Objectives of Packaging

Physical Protection

The objects enclosed in the package may require protection from, among other things, shock, vibration, compression, temperature, etc.

Barrier Protection

A barrier from oxygen, water vapor, dust, etc., is often required. Package permeability is a critical factor in design. Some packages contain desiccants or Oxygen absorbers to help extend shelf life. Modified atmospheres or controlled atmospheres are also maintained in some food packages. Keeping the contents clean, fresh, and safe for the intended shelf life is a primary function.

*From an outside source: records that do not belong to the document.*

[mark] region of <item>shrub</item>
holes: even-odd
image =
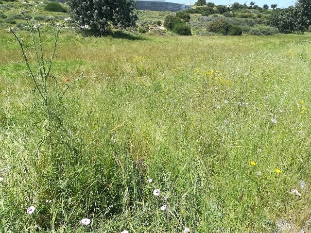
[[[230,24],[228,30],[228,34],[230,35],[241,35],[242,28],[237,25]]]
[[[5,19],[5,22],[10,24],[15,24],[16,23],[16,21],[15,21],[13,18],[7,18]]]
[[[215,7],[215,3],[213,2],[208,2],[207,3],[207,5],[209,7],[213,8]]]
[[[176,17],[182,18],[185,22],[190,21],[190,15],[183,11],[179,11],[176,13]]]
[[[207,31],[217,34],[225,35],[229,28],[229,23],[225,19],[218,19],[210,23],[207,27]]]
[[[217,8],[218,14],[224,14],[226,11],[228,11],[227,7],[224,5],[218,5]]]
[[[255,16],[254,16],[254,14],[250,13],[239,14],[237,16],[237,17],[243,18],[257,18],[257,17]]]
[[[67,10],[60,3],[57,1],[52,1],[45,6],[44,9],[54,12],[67,12]]]
[[[27,28],[27,24],[23,22],[20,22],[16,24],[16,27],[22,30]]]
[[[226,11],[223,14],[223,15],[225,17],[232,17],[232,14],[230,11]]]
[[[173,31],[174,27],[177,24],[183,24],[185,22],[183,20],[173,15],[169,15],[165,17],[163,26],[167,29]]]
[[[38,21],[44,21],[47,19],[47,17],[38,15],[35,17],[35,19]]]
[[[250,35],[270,35],[277,33],[278,33],[278,31],[274,27],[265,25],[256,25],[255,27],[251,28],[248,33]]]
[[[191,29],[186,24],[177,24],[174,27],[173,31],[180,35],[191,35]]]
[[[139,28],[138,29],[138,32],[142,33],[146,33],[147,32],[147,30],[145,28],[139,27]]]

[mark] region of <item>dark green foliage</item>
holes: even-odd
[[[175,25],[184,23],[185,22],[179,17],[177,17],[173,15],[169,15],[165,17],[163,26],[167,29],[173,31]]]
[[[191,35],[191,29],[186,24],[177,24],[174,27],[173,31],[181,35]]]
[[[224,5],[218,5],[217,6],[217,13],[224,14],[225,12],[228,11],[228,8]]]
[[[45,6],[44,9],[53,12],[67,12],[67,10],[58,1],[51,1]]]
[[[15,24],[16,23],[16,21],[15,21],[13,18],[7,18],[5,19],[5,22],[10,24]]]
[[[16,24],[16,27],[18,28],[20,30],[23,30],[27,28],[28,25],[27,23],[23,22],[20,22]]]
[[[146,33],[147,32],[147,30],[146,29],[143,27],[139,27],[138,29],[138,32],[139,33]]]
[[[241,13],[237,16],[237,17],[242,18],[257,18],[256,16],[252,13]]]
[[[165,17],[163,26],[168,30],[182,35],[190,35],[191,29],[185,21],[173,15]]]
[[[292,6],[287,8],[276,9],[270,15],[267,23],[277,28],[281,33],[303,33],[310,25],[310,22],[305,17],[302,17],[302,14],[298,7]]]
[[[229,35],[241,35],[242,28],[239,26],[231,24],[229,26],[228,34]]]
[[[209,6],[209,7],[211,7],[212,8],[213,8],[215,7],[215,3],[214,3],[213,2],[211,2],[209,1],[207,3],[207,6]]]
[[[207,26],[207,30],[217,34],[226,35],[229,29],[229,23],[226,19],[223,18],[217,19],[210,23]]]
[[[45,21],[48,18],[45,16],[41,16],[40,15],[35,16],[34,17],[34,19],[38,21]]]
[[[278,31],[274,27],[265,25],[256,25],[251,28],[248,33],[249,35],[270,35],[278,33]]]
[[[198,0],[198,1],[194,3],[195,6],[205,6],[206,5],[206,0]]]
[[[80,26],[90,26],[100,36],[106,34],[110,25],[136,26],[136,3],[132,0],[68,0],[67,4],[74,22]]]
[[[182,18],[185,22],[189,22],[190,21],[190,15],[186,13],[184,11],[179,11],[176,13],[176,17]]]
[[[232,4],[231,6],[231,9],[232,11],[236,11],[239,9],[243,9],[245,8],[246,6],[245,4],[242,5],[242,4],[240,4],[239,2],[237,2],[236,1]]]

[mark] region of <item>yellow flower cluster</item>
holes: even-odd
[[[180,67],[175,67],[175,68],[174,68],[173,69],[172,69],[172,70],[173,71],[179,71],[180,70],[181,70],[182,69],[182,68],[181,68]]]
[[[305,101],[303,100],[301,100],[299,102],[299,103],[301,104],[299,113],[301,114],[308,113],[308,112],[307,111],[307,108],[303,106],[303,104],[305,103]]]

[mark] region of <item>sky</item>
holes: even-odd
[[[190,4],[193,5],[197,0],[166,0],[168,2],[175,2],[176,3]],[[269,6],[269,9],[272,4],[277,4],[277,8],[287,8],[289,6],[294,5],[296,2],[295,0],[206,0],[207,2],[209,1],[214,2],[215,5],[227,5],[232,4],[236,1],[240,4],[244,4],[245,2],[246,5],[249,5],[251,1],[254,1],[256,5],[262,7],[263,5],[266,4]]]

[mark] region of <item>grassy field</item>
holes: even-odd
[[[0,232],[276,232],[281,219],[294,224],[289,232],[303,226],[310,34],[62,30],[52,74],[70,88],[52,126],[18,44],[0,36]]]

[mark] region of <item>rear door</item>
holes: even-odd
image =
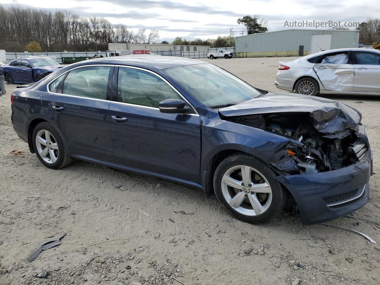
[[[354,69],[351,52],[327,54],[313,68],[326,90],[352,91]]]
[[[27,65],[28,65],[29,67]],[[32,68],[30,63],[26,59],[22,59],[19,68],[20,81],[25,83],[33,82],[32,78]]]
[[[199,115],[161,112],[161,101],[183,99],[155,73],[120,67],[113,82],[117,101],[110,116],[116,163],[199,184]]]
[[[81,66],[49,86],[49,111],[72,155],[114,161],[109,119],[113,71],[110,65]]]
[[[355,51],[353,91],[380,93],[380,53]]]

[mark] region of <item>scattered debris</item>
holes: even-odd
[[[59,245],[61,244],[59,240],[63,238],[65,234],[63,234],[43,240],[40,243],[38,247],[36,248],[28,256],[28,261],[31,261],[33,259],[35,259],[42,250],[46,250],[47,249],[51,249],[53,247]],[[45,277],[41,278],[44,278]]]
[[[178,212],[174,211],[174,212],[176,214],[180,214],[182,215],[194,215],[194,213],[186,213],[185,211],[178,211]]]
[[[171,276],[171,278],[172,278],[173,279],[174,279],[176,281],[177,281],[178,282],[179,282],[181,284],[182,284],[182,285],[185,285],[185,283],[182,283],[182,282],[181,282],[180,281],[179,281],[178,279],[177,279],[177,278],[176,278],[174,276]]]
[[[141,209],[139,209],[139,211],[140,211],[140,212],[142,212],[143,213],[144,213],[144,214],[145,215],[147,215],[147,216],[149,216],[149,215],[148,215],[148,214],[147,214],[146,213],[146,212],[144,212],[144,211],[142,211],[142,210],[141,210]]]
[[[49,271],[44,271],[37,274],[37,277],[39,278],[46,278],[49,276]]]
[[[14,155],[22,155],[25,154],[25,153],[22,150],[17,150],[17,149],[12,149],[9,152],[11,154],[13,154]]]
[[[365,238],[367,239],[368,239],[369,241],[370,242],[372,242],[372,243],[373,243],[373,244],[376,244],[376,242],[375,241],[374,241],[373,239],[371,239],[370,238],[369,236],[367,236],[366,234],[364,234],[363,233],[361,233],[359,231],[355,231],[354,230],[351,230],[351,229],[349,229],[349,228],[344,228],[344,227],[343,226],[336,226],[336,225],[330,225],[329,224],[325,224],[324,223],[322,223],[322,225],[324,225],[325,226],[334,226],[336,228],[340,228],[341,229],[344,229],[344,230],[347,230],[348,231],[352,231],[355,232],[355,233],[358,233],[359,234],[361,234],[362,236],[363,236],[364,238]]]

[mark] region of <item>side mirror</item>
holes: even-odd
[[[186,106],[186,103],[178,99],[167,99],[158,103],[158,108],[162,113],[184,114],[190,109]]]

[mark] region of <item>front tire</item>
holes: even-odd
[[[310,77],[302,78],[298,81],[294,89],[296,93],[310,96],[315,96],[319,92],[318,82]]]
[[[286,201],[276,176],[268,166],[252,155],[233,154],[216,169],[215,194],[236,218],[252,224],[264,223],[281,213]]]
[[[61,135],[51,124],[38,124],[33,131],[32,138],[37,157],[46,167],[59,169],[73,162],[73,158],[67,155]]]

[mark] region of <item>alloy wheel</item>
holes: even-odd
[[[315,89],[312,82],[305,80],[298,85],[298,93],[304,95],[311,95]]]
[[[272,203],[272,188],[266,178],[246,165],[234,166],[226,171],[222,177],[222,192],[231,208],[247,216],[261,215]]]
[[[41,130],[37,133],[36,146],[38,154],[48,163],[54,163],[58,160],[58,146],[53,135],[49,131]]]

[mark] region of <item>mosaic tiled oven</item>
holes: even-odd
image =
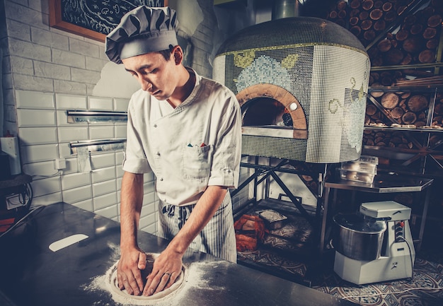
[[[241,105],[243,154],[333,163],[360,156],[369,69],[346,29],[294,17],[233,35],[213,78]]]

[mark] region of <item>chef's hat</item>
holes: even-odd
[[[176,11],[170,8],[134,8],[106,36],[106,55],[115,63],[122,64],[122,59],[176,46],[178,24]]]

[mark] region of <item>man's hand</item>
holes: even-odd
[[[143,295],[152,295],[171,287],[180,276],[182,264],[182,254],[166,248],[154,262]]]
[[[146,254],[139,248],[123,251],[117,265],[117,281],[120,290],[139,295],[144,286],[140,270],[146,268]]]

Containment or Agglomeration

Small objects are typically grouped together in one package for reasons of efficiency. For example, a single box of 1000 pencils requires less physical handling than 1000 single pencils. Liquids, powders, and flowables need containment.

Information Transmission

Packages and labels communicate how to use, transport, recycle, or dispose of the package or product. With pharmaceutical, food, medical, and chemical products, some types of information are required by governments.

Marketing

The packaging and labels can be used by marketers to encourage potential buyers to purchase the product. Package design has been an important and constantly evolving phenomenon for dozens of years. Marketing communications and graphic design are applied to the surface of the package and (in many cases) the point of sale display.

Security

Packaging can play an important role in reducing the security risks of shipment. Packages can be made with improved tamper resistance to deter tampering and also can have tamper-evident features to help indicate tampering. Packages can be engineered to help reduce the risks of package pilferage: Some package constructions are more resistant to pilferage and some have pilfer indicating seals. Packages may include authentication seals to help indicate that the package and contents are not counterfeit. Packages also can include anti-theft devices, such as dye-packs, RFID tags, or electronic article surveillance tags, that can be activated or detected by devices at exit points and require specialized tools to deactivate. Using packaging in this way is a means of loss prevention.

Convenience

Packages can have features which add convenience in distribution, handling, display, sale, opening, reclosing, use, and reuse.

Portion Control

Single serving or single dosage packaging has a precise amount of contents to control usage. Bulk commodities (such as salt) can be divided into packages that are a more suitable size for individual households. It is also aids the control of inventory: selling sealed one-liter-bottles of milk, rather than having people bring their own bottles to fill themselves.

Packaging Types

Packaging may be looked at as several different types. For example a transport package or distribution package is the package form used to ship, store, and handle the product or inner packages. Some identify a consumer package as one which is directed toward a consumer or household.It is sometimes convenient to categorize packages by layer or function: "primary", "secondary", etc.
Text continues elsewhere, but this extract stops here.